Version: 7.5.0.0.alpha0+ (X86_64) / LibreOffice Community
Build ID: 651658d37bcb3f493942dd5d0b9a0d65c96f105c
CPU threads: 8; OS: Windows 10.0 Build 19044; UI render: Skia/Vulkan; VCL: win
Locale: en-US (en_US); UI: en-US
Calc: threaded

LibreOffice filter import does not handle the additional HTML / XML named character entities added for HTML5. Not just &abreve; or &Abreve; as here. The unhandled entities are not converted to the appropriate glyph on LibreOffice document canvas and remain plaintext.
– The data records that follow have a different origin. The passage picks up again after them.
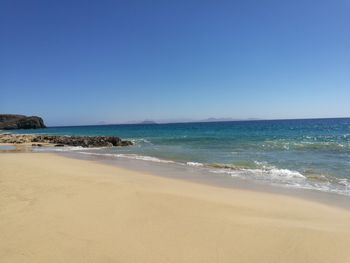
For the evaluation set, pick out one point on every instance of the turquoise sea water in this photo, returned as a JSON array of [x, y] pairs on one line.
[[312, 154]]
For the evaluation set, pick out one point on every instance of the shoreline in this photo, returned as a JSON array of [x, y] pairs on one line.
[[182, 172], [55, 209], [191, 174]]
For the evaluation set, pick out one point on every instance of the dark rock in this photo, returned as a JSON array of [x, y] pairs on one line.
[[10, 122], [59, 141]]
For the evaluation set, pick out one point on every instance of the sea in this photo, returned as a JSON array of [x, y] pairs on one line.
[[305, 154]]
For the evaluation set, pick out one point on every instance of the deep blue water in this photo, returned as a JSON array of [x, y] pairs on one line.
[[297, 153]]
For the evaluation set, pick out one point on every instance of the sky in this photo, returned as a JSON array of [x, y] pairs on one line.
[[87, 62]]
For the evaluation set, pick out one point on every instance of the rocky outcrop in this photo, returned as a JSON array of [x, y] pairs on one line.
[[83, 141], [11, 122]]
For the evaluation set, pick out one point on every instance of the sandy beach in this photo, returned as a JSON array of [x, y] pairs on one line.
[[56, 209]]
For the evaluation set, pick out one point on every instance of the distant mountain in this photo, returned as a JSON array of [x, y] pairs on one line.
[[12, 122], [218, 119], [148, 122]]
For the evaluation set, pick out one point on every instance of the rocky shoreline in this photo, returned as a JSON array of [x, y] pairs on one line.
[[56, 140], [13, 122]]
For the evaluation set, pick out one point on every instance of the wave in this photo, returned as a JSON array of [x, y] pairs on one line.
[[258, 171], [196, 164], [307, 146]]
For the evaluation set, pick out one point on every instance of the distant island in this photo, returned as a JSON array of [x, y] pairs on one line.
[[15, 121], [148, 122]]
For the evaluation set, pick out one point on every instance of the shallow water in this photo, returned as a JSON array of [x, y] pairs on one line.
[[307, 154]]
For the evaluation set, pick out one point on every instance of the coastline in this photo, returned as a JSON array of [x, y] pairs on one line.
[[57, 209]]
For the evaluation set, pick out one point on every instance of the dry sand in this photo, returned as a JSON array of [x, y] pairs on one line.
[[55, 209]]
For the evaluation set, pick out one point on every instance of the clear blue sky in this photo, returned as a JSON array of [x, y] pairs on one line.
[[81, 62]]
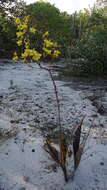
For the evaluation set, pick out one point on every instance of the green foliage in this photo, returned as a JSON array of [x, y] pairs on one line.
[[79, 35]]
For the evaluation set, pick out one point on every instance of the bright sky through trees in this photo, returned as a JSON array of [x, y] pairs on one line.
[[69, 5]]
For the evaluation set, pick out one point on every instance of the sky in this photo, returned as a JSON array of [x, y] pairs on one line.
[[69, 5]]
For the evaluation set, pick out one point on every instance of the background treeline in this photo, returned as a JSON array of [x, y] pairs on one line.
[[82, 36]]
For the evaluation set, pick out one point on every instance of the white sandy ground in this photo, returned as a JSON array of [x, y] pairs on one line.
[[24, 165]]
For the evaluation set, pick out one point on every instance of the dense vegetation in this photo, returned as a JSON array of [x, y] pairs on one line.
[[82, 36]]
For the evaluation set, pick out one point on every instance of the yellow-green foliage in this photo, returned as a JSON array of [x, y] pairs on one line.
[[24, 31]]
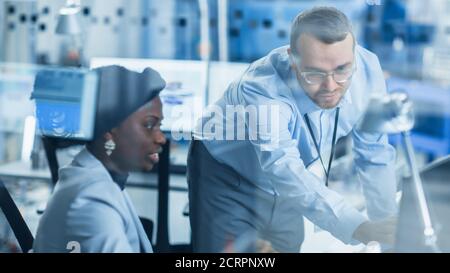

Dante did add the handling needed for MathML support with https://gerrit.libreoffice.org/c/core/+/108333

But something similar is needed to support Writer Web parsing the characters from HTML/XHTML or XML.

Attached test ODF text doc shows example of the named entities not being handled in LibreOffice Writer Web import.

=-ref-=
https://en.wikipedia.org/wiki/List_of_XML_and_HTML_character_entity_references
https://html.spec.whatwg.org/multipage/named-characters.html#named-character-references
Comment 5 V Stuart Foote 2022-11-24 21:42:50 UTC
Created attachment 183759 [details]
LO ODF text document sample with mix of named character entity values

For named character entities added at HTML5 so without LO import filter handling, the unrecognized entity is left in its "& <name> ;" format on import.
Comment 6 V Stuart Foote 2022-11-24 21:53:10 UTC
(In reply to V Stuart Foote from comment #5)
> Created attachment 183759 [details]
> LO ODF text document sample with mix of named character entity values
> 
> For named character entities added at HTML5 so without LO import filter
> handling, the unrecognized entity is left in its "& <name> ;" format on
> import.

Oops sorry, that actually is a HTML generated from LO 7.5. Then edited a bit to clean up the HTML formatting to put each stanza on its own row.

So when opened into LibreOffice, from Writer Web module select the HTML source view to see what entities are missing from filter import.